Earlier this summer, Source Photonics wrote a blog post on this quest to 100G single lambda, by way of highlighting their R&D efforts to help facilitate this technological benchmark. As this series has highlighted, Source Photonics makes clear that 53GBaud PAM4 modulation is fundamental to this goal. They also highlight their InP electro-absorption (EA) modulated laser (EML) TOSA and PIN photodiode ROSA. The single chip EML integrates a DFB laser plus EA Mach-Zehnder (M-Z) modulator, and Source Photonics claims a pre-FEC BER better than 1 x 10-5 (compliant to KP4 threshold), impressive 6 dB link budget, and with power consumption on SMF consistent with the 3.5W target. Source Photonics demonstrated this solution with MACOM at OFC in March 2017. Source Photonics also makes clear the importance of complex DSP-based equalization methods and FEC to achieve the 100G single lambda goal. Source Photonics and Credo jointly demonstrated 100G single lambda technology at ECOC17 in Gothenburg, Sweden.
MACOM has emerged as a key innovator of 100G single lambda components. While perhaps best known as a broad line microwave and millimeter wave IC supplier, their recent acquisition of Applied Micro (APM) has given them world-class DSP capability. Their 100G single lambda chipset includes the 16 mm FinFET process PRISM "mixed signal PHY" that comprises multiple functions: PAM4 signal digital mod, linear (analog) laser mod, FEC processor, and digital EQ. On the integrated optics side, MACOM has a wafer scale laser and fiber alignment technology called Etched Facet Technology. MACOM also offers a set of companion 53GBaud TIAs, PIN photodiodes, TOSAs and ROSAs.

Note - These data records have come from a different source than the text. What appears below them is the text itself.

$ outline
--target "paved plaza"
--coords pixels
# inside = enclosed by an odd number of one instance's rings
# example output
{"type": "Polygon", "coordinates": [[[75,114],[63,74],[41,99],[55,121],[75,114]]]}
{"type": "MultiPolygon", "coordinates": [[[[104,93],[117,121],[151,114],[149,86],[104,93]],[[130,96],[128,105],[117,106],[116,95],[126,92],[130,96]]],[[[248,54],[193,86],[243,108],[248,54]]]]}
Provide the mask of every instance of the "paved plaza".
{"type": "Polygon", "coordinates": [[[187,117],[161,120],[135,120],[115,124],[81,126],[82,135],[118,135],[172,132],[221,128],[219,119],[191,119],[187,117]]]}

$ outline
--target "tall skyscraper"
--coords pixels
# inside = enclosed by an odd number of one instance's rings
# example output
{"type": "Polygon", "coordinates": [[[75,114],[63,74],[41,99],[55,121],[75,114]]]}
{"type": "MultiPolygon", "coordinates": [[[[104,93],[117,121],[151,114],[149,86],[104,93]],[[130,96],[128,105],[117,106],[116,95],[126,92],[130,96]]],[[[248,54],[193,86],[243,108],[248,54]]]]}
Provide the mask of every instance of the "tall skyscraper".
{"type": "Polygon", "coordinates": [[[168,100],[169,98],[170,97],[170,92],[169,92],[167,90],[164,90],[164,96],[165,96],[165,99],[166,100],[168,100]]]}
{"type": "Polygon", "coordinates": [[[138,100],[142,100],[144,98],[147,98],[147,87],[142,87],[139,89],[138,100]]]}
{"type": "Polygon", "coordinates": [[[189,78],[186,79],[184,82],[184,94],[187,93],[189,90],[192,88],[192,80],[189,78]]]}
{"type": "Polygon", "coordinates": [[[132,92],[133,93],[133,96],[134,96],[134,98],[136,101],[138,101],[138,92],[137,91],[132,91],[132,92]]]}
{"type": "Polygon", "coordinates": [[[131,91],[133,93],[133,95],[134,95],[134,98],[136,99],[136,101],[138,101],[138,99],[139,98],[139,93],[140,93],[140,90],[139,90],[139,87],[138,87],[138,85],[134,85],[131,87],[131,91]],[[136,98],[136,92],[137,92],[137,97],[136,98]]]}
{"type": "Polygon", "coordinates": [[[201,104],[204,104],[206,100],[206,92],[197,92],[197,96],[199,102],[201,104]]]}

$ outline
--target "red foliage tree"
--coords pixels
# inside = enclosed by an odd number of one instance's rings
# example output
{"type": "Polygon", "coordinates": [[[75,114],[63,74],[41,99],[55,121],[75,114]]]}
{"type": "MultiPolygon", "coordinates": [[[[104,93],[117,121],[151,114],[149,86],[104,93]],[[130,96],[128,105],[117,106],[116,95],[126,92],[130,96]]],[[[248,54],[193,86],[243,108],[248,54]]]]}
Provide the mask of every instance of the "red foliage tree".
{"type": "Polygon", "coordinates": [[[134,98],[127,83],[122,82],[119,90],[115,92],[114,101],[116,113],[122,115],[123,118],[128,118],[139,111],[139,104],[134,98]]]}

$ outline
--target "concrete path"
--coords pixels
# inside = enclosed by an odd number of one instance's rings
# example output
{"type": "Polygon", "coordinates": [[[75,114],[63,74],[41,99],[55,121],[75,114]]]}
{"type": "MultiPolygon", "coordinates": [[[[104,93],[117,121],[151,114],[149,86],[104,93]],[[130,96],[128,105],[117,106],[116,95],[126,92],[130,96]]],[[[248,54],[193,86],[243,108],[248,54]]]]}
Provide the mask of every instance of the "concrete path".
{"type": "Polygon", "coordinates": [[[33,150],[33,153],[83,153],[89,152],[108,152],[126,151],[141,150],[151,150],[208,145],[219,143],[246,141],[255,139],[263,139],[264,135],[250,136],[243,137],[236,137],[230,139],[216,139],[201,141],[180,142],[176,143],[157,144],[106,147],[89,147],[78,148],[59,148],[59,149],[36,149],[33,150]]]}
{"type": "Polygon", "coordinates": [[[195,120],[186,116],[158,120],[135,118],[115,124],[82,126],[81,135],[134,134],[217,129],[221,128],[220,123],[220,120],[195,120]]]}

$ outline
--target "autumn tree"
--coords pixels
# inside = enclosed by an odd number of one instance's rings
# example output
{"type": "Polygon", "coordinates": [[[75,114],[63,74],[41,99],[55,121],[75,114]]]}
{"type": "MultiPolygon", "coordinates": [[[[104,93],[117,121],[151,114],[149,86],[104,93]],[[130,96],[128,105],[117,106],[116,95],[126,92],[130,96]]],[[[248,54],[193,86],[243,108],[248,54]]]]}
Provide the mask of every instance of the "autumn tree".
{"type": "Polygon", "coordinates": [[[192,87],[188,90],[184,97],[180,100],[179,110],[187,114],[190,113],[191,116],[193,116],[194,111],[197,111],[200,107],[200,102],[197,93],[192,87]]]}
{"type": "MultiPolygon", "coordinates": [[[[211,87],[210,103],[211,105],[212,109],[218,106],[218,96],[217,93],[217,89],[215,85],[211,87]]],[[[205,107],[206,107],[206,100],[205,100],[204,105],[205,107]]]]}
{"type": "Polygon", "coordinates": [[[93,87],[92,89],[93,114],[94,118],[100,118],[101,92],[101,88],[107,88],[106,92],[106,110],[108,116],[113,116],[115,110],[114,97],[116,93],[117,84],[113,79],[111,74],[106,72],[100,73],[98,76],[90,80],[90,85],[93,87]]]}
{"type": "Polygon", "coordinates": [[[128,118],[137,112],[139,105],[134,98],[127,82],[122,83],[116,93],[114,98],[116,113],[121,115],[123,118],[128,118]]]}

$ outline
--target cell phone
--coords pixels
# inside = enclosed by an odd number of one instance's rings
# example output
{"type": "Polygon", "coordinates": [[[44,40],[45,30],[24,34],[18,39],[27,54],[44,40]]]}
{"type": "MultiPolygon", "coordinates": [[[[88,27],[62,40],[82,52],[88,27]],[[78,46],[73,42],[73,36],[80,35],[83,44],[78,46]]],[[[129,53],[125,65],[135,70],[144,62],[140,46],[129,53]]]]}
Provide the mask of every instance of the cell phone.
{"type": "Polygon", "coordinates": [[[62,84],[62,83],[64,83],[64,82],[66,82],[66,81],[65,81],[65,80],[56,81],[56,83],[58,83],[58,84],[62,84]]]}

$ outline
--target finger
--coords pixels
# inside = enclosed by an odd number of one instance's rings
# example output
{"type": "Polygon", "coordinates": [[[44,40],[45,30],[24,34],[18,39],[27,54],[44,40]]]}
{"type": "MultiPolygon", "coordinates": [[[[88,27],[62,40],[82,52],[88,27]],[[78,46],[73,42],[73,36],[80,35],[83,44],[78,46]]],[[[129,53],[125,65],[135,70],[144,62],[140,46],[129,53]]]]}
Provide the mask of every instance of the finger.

MultiPHY announced their 16 nm MPF3101 “FlexPhy” PAM4 DSP at the recent ECOC17 show, and Lightwave Logic used the same occasion to announce their 50GBaud polymer ridge waveguide M-Z modulator. As might be expected, FlexPhy includes on-chip ultra-high speed ADCs and DACs, a Reed Solomon (544, 514) FEC engine, and patented equalization engines.
The Polaris is Inphi's 16 nm PAM4 DSP for 100G single lambda, announced in March 2017 along with companion linear drivers and linear TIAs. Polaris is congfigurable engine with 28GBaud and NRZ electrical interfaces with retiming and gearbox functionality to support multiple transciever MSAs.
Twenty-two companies announced their participation in the 100G Lambda MSA initiative on September 12, 2017. This new MSA is aligned to the forthcoming 100GBASE-DR (100 Gbps single lambda spanning 500m on SMF) and 400GBASE-DR4 (4 x 100 Gbps single lambda spanning 500m on SMF) standards from the IEEE 802.3 committee. Not surprisingly, PAM4 signaling and Reed Solomon (544, 514) Forward Error Correction is specified.
These and other announcements (from Finisar, Inphi, Applied Optoelectronics, et al.) are the precursor to commercial transceiver announcements likely in 1H2018. It looks like 2019 will be a full year of single lambda 100G deployment, with the implication that 200G (four fiber duplex), 400G (eight fiber duplex) and 800G (16 fiber duplex) short and medium reach links start to become cost effective in hyperscale data centers. The 100G single lambda quest is accelerating, and AFL looks forward to supplying "AFL 100GSL Ready" products and services in support of this exciting next generation fiber optics communication technology!